Ok das Netzteil ist schonmal gut.
Delta produziert für Antec. Bzw produziert die Antec NTs.
Wenn du ihn echt nicht zusammen bauen willst und dir die 100€ egal sind dann kannst du ihn kaufen aber bei Eigenbau könnte man anstatt einer GTX 460 zB eine 470 reinhaun.


----------



## Lenox (27. November 2010)

In 2 Jahren ist wahrscheinlich eh schon wieder die nächste Generation am start, und bis dahin wird mir auch eine 460 reichen, das sehe ich da nicht wirklich eng.


----------



## -Masterchief- (27. November 2010)

Hm je nachdem auf welcher Aufklösung du spielst hast du Recht.
Für FullHD würde ich aber schon eine GTX 470 nehmen die ja immo nicht viel teurer ist im Ref. Design


----------



## Nobody 2.0 (27. November 2010)

Naja ich find ihn nicht so gut. 

Ich mein es ist wieder Typisch, ne sau starke CPU aber die Graka naja...

Eine 460 würde ich mir bestimmt nicht kaufen. Und wenn ich für den Preis selber was zusammenstellen würde dann wäre das System um einiges Stärker.


----------



## Lenox (27. November 2010)

Naja bei 470 bist du ab 200 Euro im Boot, bei 480 gehts nicht unter 300Euro.
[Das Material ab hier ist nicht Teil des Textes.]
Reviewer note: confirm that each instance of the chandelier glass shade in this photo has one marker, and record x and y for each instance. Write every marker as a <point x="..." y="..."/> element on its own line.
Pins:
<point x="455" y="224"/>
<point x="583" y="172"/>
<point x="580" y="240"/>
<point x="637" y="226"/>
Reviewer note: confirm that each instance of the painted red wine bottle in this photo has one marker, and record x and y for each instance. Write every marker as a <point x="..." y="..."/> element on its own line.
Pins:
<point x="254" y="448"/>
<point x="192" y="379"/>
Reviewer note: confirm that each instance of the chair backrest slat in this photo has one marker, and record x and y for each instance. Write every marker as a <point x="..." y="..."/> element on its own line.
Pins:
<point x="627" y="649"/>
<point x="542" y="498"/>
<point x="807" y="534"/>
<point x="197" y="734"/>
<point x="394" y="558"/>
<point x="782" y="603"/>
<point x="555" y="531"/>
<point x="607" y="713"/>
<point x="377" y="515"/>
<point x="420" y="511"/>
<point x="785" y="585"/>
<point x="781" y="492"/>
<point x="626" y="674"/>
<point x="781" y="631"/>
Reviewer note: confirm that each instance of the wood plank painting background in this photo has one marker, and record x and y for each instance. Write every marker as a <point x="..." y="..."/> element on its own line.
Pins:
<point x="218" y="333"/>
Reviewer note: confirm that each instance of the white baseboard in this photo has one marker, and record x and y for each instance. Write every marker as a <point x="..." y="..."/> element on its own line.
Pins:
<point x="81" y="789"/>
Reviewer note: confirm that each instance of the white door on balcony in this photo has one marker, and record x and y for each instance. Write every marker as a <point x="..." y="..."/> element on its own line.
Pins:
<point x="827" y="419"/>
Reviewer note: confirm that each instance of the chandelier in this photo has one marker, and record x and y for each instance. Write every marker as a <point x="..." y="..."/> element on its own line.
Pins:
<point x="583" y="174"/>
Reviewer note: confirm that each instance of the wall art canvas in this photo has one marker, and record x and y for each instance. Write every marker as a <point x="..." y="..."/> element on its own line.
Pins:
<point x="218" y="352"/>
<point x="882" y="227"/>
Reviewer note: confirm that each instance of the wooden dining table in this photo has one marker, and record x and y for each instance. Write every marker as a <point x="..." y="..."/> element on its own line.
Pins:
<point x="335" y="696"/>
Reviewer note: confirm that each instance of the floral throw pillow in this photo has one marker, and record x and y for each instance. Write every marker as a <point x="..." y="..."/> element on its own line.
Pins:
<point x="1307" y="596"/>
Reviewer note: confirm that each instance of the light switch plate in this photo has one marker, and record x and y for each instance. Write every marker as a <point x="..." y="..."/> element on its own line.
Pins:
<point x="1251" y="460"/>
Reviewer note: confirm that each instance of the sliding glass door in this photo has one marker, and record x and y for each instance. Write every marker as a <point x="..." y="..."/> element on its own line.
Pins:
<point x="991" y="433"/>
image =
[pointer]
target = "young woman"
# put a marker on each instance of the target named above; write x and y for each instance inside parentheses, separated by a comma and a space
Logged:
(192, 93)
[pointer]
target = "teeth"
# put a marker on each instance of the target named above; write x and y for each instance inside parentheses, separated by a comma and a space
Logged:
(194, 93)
Ich war schon immer bei den Grakas in der Mittelklasse 150 Euro dabei, deswegen ist mir das reltiv gleich


----------



## quantenslipstream (27. November 2010)

Lenox schrieb:


> Hallo,
> 
> ich bekomme immer das Media MArkt Prospekt, gestern habe ich dann dort einen Gamer PC gefunden, und da Weihnachten ansteht, lässt sich der auch noch finanzieren.
> 
> ...


 
Das Gehäuse ist ein großer Plastikwitz, schon alleine deshalb würde ich das nicht kaufen.
Die Hardware darin ist Durchschnitt, ein H Chipsatz, den keiner braucht, denn die sind für die Clarkdale gedacht.
Dann gibts kein USB 3 oder so, schon mal schlecht, wenn der Rechner einige Jahre halten soll.
OEM RAM ist verbaut, dazu eine Standardgrafikkarte, keine besondere mit extra Kühlung.



-Masterchief- schrieb:


> Und höchstwahrscheinlich ist dort auch ein LC Power/ Coba etc etc. Mist drin von daher...


 
Nö, in den Komplett Teilen sind immer brauchbare OEM Netzteile drin, wie Fortron, FSP, Delta oder so, die NTs sind genau für die Hardware abgestimmt und man sollte daher auch nicht zuviel umrüsten.
Also statt der GTX 460 dann eine GTX 580 einbauen würde ich daher nicht machen.


----------



## Lenox (27. November 2010)

Die Predator Reihe kommt immer mit minimum 750W, die diese momentane HArdware nicht ausnützen wird, von daher ist das potential vorhanden.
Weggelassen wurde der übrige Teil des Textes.